Soğuk Savaş’ın Sona Ermesinden Arap Baharı’na İkili İlişkiler
Soğuk Savaş’ın sona ermesinden Arap Baharı’na kadar olan zaman diliminde Suudi Arabistan-Irak ilişkilerinin gidişatını belirleyen üç önemli bölgesel gelişme bulunmaktadır: 1990-91 Körfez Savaşı, 2003 Irak Savaşı ve 2011 yılında ABD’nin Irak’tan askerî olarak çekilmesidir. Her bir bölgesel gelişmenin ilgili ülkelerin birbirlerine yaklaşımlarını ve taraflar arasındaki ilişkilerin doğasını yeniden biçimlendirdiği söylenebilir. 2 Ağustos 1990’da güney komşusu Kuveyt’i işgal etmek suretiyle Basra Körfezi’nde yayılmacı bir politika izlemesi, İran yayılmacılığına karşı önemli bir bölgesel müttefik olarak görülen Irak’ı Suudi Arabistan açısından pek yakın bir bölgesel tehdit haline getirdi. Irak’ın muhtemel yeni bir yayılmacı/saldırgan davranışına karşı güvenliğini sağlamak ve değişen bölgesel güç dengesini yeniden inşa etmek amacıyla Riyad yönetimi derhal tedbirler almaya ve hazırlıklar yapmaya başladı. Suudi yönetimi öncelikle Bağdat’la diplomatik ilişkilerini sonlandırdı ve buradaki diplomatik temsilciliğini kapattı. Ardından Suudi Arabistan Kralı Fahd, Saddam Hüseyin’in muhtemel bir saldırısına karşı ülke güvenliğini koruma altına almak amacıyla ABD’den askerî destek istedi. Bunun üzerine 7 Ağustos 1990’dan itibaren ülke güvenliğini sağlamak amacıyla ABD, Çöl Kalkanı Harekâtı adı altında kara ve hava kuvvetleri askerlerini Suudi Arabistan’a konuşlandırdı ve deniz kuvvetleri ise savaş gemilerini Basra Körfezi’ne gönderdi.
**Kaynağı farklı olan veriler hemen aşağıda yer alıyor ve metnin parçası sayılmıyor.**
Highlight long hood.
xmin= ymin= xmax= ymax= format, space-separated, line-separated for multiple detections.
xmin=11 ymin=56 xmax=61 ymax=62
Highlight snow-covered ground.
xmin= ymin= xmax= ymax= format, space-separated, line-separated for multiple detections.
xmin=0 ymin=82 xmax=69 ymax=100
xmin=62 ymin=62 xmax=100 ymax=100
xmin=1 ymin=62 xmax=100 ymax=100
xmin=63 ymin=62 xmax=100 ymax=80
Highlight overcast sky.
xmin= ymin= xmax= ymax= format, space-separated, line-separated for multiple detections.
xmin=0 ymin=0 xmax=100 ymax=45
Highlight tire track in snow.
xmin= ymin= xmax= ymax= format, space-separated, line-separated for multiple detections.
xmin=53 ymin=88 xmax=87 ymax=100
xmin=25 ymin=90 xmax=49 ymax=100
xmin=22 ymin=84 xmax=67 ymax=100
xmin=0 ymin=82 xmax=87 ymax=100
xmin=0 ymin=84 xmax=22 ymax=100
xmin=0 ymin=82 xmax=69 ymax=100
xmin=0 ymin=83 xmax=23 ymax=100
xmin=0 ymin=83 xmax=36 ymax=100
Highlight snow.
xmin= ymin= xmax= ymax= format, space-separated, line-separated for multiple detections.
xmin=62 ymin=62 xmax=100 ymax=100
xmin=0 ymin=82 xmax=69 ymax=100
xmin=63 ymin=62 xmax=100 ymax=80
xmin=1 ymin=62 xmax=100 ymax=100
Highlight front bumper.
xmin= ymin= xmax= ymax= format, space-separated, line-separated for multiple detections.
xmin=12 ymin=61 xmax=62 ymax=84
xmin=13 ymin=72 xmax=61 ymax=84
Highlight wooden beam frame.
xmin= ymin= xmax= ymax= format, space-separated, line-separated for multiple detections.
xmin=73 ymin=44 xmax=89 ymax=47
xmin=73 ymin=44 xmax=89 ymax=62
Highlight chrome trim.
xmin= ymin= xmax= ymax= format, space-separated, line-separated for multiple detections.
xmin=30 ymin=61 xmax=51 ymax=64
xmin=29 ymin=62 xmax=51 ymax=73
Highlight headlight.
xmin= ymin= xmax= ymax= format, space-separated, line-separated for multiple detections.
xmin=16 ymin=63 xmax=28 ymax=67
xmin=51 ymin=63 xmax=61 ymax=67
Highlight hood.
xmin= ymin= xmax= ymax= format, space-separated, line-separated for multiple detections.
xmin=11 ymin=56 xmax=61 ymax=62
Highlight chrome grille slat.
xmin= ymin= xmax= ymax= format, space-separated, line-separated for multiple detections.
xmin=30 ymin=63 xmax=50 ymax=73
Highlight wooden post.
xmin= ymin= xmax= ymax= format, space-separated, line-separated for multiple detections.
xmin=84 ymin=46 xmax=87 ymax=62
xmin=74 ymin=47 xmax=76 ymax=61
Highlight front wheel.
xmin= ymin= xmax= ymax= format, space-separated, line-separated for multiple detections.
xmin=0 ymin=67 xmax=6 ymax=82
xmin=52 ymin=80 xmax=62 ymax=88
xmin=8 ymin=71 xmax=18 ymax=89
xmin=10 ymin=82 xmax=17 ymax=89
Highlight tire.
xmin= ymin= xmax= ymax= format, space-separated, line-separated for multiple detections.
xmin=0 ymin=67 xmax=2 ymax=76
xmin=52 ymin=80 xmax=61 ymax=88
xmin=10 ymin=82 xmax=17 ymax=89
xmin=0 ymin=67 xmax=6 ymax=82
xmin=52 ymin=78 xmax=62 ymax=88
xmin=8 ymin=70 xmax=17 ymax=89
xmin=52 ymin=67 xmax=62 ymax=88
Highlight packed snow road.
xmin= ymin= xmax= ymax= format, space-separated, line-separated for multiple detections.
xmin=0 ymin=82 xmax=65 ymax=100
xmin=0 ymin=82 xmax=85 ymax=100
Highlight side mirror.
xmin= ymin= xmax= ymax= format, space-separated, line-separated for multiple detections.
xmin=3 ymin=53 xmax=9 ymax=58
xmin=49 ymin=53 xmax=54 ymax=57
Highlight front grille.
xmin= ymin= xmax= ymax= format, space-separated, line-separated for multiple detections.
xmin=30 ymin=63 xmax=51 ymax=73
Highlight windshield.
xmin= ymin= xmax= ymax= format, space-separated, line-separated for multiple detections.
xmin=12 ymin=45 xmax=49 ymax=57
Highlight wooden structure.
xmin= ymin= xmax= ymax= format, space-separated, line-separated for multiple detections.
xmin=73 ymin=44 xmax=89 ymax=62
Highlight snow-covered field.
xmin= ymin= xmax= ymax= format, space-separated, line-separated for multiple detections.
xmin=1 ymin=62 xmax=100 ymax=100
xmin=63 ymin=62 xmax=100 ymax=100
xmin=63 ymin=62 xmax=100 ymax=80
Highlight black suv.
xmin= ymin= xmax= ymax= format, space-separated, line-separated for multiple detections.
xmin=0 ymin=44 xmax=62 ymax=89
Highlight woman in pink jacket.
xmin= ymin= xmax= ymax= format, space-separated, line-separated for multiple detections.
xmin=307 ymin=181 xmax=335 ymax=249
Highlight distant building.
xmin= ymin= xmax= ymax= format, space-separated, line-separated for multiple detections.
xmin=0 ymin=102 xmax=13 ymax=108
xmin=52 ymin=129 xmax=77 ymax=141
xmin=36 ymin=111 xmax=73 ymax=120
Bunun ardından bölgesel güç dengesinin yeniden kurulması amacıyla Kuveyt’in işgaline son verilmesi hazırlıklarına başlandı ve bölgeden Suudi Arabistan, Mısır ve Suriye’nin dâhil olduğu uluslararası koalisyon oluşturuldu. Bu koalisyon kapsamında Irak’ı Kuveyt’ten çıkarmak amacıyla Ocak 1991’de başlatılan Çöl Fırtınası Harekâtı bünyesinde gönderilen birliklerle beraber Suudi Arabistan’daki sadece Amerikan asker sayısı 500.000’e ulaştı. Ocak 1991’de Suudi topraklarına konuşlanmış olan koalisyon kuvvetleri Çöl Fırtınası Harekâtı’nı başlattılar ve Irak’ı Kuveyt’ten çıkardılar. Körfez Savaş’ında kilit rol üstlenen Suudi Arabistan, topraklarını yabancı askerlere açmakla kalmadı, aynı zamanda bizzat harekâta katıldı. Savaşın Suudi Arabistan’a ekonomik maliyeti yaklaşık 36 milyar dolar oldu. Körfez Savaşı’nın ardından 1993-2003 arası dönemde Suudi Arabistan, Basra Körfezi’nde yayılmacı emeller taşıyan Irak ve İran’a karşı ABD’yle güvenlik işbirliğini sürdürdü. İran ve Irak’tan tehdit algılayan Suudi yönetimi, Clinton yönetiminin bu iki ülkeye karşı uygulamaya koyduğu Çifte Çevreleme politikasına destek verdi. Irak tehdidi nedeniyle konuşlanan ABD askerleri 2003 yılına kadar Suudi Arabistan’dan çekilmediler.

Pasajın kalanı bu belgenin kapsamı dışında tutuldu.